Hooton on Gervais and Ardern
Matthew Hooton writes:
movie stars and other performers have always been the world’s most ludicrous virtue signallers.
Comedian Ricky Gervais calling them all out made this week’s Golden Globes the most splendid awards ceremony in the industry’s history.
Was definitely the highlight.
The more important target of Gervais’ remarks were the companies that have disingenuously put virtue at the heart of their brands.

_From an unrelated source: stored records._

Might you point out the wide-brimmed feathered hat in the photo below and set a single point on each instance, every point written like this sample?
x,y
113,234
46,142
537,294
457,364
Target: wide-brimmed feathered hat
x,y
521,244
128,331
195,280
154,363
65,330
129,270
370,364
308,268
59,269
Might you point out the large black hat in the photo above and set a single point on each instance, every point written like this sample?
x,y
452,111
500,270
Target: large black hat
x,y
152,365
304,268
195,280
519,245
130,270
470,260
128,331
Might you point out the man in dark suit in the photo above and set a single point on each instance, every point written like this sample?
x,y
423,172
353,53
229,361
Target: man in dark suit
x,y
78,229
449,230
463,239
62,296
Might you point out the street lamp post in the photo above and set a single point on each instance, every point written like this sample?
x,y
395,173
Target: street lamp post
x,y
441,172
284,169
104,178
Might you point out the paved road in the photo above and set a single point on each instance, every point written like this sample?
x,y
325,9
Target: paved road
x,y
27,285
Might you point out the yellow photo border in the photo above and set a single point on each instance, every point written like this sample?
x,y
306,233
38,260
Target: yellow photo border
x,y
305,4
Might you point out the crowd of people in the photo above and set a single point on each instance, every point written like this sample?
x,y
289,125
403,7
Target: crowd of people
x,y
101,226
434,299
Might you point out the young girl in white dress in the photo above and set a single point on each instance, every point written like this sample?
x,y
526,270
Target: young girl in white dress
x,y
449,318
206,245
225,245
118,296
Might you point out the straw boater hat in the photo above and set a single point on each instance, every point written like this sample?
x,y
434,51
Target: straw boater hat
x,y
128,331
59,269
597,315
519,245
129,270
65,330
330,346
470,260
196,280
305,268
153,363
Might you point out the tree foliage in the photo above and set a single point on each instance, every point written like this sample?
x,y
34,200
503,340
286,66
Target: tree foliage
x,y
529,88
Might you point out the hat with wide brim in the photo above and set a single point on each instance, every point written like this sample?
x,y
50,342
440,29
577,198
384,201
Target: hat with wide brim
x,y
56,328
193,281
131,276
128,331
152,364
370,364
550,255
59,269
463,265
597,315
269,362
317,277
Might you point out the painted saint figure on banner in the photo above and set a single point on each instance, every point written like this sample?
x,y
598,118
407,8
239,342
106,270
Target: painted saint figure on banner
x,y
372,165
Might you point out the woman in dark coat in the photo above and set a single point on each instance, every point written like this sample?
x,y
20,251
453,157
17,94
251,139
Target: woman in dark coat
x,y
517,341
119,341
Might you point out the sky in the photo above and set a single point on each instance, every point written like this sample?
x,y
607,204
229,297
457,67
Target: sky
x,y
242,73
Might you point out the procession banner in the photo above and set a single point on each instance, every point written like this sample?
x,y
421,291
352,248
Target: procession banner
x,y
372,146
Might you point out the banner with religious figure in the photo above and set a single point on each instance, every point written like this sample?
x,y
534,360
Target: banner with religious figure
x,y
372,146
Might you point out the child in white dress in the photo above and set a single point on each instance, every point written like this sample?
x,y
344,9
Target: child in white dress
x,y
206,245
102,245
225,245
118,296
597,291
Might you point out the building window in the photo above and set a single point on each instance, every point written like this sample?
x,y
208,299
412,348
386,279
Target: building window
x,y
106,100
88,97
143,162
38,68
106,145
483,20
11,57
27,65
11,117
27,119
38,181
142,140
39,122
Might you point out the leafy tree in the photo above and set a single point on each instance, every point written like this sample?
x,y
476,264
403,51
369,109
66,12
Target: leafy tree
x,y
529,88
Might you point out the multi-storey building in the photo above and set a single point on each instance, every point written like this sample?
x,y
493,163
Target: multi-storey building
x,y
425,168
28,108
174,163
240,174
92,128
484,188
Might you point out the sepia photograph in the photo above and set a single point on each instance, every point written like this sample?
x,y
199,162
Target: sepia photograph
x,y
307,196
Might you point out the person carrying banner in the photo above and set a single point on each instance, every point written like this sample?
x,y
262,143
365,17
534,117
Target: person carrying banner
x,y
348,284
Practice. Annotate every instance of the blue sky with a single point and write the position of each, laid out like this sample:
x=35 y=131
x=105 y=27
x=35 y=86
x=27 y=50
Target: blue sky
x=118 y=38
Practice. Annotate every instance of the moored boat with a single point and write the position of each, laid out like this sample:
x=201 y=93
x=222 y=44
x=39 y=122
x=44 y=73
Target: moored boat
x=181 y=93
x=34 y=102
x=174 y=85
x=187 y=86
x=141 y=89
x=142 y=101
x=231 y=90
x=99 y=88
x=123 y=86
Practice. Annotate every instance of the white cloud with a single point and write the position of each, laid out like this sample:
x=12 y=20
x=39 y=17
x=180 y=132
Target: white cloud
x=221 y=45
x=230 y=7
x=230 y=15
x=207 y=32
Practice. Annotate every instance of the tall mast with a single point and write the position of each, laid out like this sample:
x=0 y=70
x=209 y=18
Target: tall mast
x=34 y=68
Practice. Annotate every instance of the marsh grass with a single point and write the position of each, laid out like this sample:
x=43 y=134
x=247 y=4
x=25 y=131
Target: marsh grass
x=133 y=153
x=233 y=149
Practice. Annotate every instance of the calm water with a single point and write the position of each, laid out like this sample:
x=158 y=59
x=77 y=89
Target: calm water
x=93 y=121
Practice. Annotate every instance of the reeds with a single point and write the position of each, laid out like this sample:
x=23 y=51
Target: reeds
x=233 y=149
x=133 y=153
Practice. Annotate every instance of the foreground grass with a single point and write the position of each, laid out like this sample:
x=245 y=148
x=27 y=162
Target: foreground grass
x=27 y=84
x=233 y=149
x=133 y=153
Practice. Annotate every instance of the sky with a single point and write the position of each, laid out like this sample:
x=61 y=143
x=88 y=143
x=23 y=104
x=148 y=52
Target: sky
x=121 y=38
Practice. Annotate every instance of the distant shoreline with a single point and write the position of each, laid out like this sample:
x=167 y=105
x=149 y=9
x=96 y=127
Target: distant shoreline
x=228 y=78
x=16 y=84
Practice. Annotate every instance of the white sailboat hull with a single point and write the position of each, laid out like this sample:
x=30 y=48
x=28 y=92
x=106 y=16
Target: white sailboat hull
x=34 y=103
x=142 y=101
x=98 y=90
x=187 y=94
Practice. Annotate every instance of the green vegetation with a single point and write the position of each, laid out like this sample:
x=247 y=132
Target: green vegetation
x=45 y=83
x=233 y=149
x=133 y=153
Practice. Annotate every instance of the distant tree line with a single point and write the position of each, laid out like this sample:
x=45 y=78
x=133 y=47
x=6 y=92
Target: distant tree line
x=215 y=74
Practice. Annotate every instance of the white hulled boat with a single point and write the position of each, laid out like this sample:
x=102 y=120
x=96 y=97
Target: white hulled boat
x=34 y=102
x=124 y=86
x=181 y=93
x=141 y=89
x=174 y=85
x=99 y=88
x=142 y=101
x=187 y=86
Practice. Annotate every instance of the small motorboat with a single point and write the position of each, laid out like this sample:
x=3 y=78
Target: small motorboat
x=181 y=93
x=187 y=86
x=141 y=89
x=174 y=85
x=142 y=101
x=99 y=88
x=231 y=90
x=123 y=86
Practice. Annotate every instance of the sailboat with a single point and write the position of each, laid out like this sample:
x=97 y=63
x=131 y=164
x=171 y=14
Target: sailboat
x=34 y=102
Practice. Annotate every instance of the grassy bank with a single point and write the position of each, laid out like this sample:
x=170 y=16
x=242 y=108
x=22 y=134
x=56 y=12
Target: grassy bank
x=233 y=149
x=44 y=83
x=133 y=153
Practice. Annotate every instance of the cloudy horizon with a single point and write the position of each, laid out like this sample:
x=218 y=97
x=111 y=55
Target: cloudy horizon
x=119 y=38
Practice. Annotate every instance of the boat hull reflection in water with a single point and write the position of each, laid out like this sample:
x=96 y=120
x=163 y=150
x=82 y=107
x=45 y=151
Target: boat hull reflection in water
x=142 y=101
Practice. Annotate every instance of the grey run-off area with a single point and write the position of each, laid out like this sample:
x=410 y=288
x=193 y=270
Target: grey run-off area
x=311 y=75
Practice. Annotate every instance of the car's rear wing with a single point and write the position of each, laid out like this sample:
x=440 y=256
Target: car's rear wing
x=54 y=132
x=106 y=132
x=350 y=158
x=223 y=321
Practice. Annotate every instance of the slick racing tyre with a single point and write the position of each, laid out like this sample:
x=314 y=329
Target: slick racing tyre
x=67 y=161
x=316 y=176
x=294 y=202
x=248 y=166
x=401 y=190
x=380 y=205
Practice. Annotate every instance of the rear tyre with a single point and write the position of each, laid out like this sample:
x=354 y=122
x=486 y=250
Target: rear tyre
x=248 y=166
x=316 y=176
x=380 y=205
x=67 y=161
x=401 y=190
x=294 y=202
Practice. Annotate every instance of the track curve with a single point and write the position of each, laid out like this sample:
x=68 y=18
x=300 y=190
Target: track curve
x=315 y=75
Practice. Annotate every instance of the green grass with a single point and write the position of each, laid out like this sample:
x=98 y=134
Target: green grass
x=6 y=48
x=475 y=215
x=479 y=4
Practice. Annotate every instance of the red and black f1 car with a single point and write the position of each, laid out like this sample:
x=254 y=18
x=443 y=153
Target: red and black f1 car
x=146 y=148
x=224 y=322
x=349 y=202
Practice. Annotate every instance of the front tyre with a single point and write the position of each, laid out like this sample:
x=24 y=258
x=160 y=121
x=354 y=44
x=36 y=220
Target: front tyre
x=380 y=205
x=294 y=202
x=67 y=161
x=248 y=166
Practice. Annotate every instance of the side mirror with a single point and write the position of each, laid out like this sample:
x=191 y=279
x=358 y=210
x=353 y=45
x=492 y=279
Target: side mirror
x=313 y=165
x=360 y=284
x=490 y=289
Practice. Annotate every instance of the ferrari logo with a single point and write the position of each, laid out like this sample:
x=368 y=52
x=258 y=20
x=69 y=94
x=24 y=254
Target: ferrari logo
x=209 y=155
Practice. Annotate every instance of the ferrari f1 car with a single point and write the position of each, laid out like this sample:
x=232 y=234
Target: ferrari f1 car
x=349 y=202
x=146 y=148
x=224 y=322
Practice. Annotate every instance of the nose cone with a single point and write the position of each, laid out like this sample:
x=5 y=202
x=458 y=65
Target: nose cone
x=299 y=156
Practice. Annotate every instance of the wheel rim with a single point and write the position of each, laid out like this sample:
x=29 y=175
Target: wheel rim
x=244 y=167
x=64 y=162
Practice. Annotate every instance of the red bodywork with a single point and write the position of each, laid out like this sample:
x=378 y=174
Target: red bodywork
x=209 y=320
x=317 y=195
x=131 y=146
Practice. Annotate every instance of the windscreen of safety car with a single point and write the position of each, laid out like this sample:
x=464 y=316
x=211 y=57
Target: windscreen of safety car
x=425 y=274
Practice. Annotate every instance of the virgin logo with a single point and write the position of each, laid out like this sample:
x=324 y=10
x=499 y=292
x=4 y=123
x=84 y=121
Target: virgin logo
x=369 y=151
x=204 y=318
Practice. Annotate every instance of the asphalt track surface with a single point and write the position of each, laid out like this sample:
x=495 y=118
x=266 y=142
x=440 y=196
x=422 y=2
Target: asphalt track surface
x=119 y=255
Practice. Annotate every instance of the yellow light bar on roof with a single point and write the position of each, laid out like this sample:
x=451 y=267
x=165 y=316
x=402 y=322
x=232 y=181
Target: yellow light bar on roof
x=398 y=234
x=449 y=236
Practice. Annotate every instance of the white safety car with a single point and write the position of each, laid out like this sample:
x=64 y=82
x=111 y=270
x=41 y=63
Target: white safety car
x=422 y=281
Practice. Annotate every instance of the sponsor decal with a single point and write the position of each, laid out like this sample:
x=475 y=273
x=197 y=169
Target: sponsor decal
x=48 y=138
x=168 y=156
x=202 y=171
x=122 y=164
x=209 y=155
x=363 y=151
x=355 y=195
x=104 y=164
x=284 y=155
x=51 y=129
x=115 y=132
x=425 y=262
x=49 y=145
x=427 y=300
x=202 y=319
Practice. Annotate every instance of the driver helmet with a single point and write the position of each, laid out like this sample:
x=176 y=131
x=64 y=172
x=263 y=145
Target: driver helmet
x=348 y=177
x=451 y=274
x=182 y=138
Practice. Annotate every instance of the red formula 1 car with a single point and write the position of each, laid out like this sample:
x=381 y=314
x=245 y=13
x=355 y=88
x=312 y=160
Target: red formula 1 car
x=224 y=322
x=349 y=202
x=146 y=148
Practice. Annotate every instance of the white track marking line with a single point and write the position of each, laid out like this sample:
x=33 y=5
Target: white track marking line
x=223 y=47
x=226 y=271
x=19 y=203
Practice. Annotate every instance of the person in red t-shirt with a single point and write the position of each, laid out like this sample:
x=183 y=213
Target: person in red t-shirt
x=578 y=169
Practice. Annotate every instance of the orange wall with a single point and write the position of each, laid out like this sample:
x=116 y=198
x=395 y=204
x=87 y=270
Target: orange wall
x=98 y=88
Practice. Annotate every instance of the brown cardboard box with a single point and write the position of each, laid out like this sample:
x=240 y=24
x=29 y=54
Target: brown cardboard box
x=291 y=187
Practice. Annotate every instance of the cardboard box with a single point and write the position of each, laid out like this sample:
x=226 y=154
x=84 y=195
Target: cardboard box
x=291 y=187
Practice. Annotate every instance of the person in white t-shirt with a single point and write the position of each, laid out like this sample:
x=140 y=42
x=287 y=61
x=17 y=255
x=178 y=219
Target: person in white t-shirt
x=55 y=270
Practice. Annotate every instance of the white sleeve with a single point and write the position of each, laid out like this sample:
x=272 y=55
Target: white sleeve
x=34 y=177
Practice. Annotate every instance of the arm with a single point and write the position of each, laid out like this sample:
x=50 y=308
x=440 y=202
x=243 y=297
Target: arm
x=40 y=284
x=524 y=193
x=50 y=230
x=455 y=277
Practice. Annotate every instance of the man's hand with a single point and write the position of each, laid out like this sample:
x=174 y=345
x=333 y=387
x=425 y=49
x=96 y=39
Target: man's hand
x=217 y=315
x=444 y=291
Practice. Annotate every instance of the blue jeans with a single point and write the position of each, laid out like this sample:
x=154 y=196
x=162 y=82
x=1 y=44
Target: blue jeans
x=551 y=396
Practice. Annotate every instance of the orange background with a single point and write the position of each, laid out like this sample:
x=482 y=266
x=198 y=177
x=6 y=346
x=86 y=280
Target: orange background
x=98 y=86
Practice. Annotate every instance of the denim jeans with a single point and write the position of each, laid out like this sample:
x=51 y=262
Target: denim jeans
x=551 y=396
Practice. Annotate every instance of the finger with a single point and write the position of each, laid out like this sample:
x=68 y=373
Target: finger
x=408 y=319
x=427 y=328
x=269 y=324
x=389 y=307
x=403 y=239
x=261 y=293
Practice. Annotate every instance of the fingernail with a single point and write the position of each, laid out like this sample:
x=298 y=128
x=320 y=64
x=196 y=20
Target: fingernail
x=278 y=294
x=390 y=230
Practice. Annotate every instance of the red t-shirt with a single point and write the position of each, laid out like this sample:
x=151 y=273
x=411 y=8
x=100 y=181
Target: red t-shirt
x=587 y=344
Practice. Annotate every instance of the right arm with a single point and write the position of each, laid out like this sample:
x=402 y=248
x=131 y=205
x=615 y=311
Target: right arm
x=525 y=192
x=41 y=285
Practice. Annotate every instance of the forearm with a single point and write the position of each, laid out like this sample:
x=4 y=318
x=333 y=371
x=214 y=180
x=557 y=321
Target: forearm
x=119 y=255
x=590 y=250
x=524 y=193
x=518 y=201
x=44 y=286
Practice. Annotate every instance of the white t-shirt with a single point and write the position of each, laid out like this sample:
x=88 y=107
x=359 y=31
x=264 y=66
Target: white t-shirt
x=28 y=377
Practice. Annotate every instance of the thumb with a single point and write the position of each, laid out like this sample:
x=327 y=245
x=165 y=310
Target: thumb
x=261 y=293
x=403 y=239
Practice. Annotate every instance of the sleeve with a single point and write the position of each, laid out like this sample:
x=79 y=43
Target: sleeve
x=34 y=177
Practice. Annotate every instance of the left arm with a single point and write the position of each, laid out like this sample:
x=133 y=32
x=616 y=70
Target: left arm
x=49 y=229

He named Apple, Amazon and Disney but his list could be expanded to most of the corporate world, including surely the majority of New Zealand’s so-called Climate Leaders Coalition.
The reality is that companies all too often sign up to such initiatives not because their pledges reflect their activity but as a substitute for action.
Spot on – pledges being a substitute for action.
The same is true politically.
Prime Minister Jacinda Ardern and the leaders of the National, Green and NZ First parties boast about the world-historical nature of their Zero Carbon Act but the country’s biggest greenhouse gas emitters have been happy to go along with it knowing it does little more than set up a perpetual working group in the form of a toothless Climate Commission.
So too Ardern’s Poverty Reduction Act, which is entirely about overpaid bureaucrats writing reports rather than overworked social workers helping the marginalised.
Likewise, not a single new project will go ahead because the Government has set up a new Infrastructure Commission. Its political purpose is to provide an excuse for inaction.
Few people realise all the zero carbon act does is set up a fancy working group who will write reports on what NZ could do.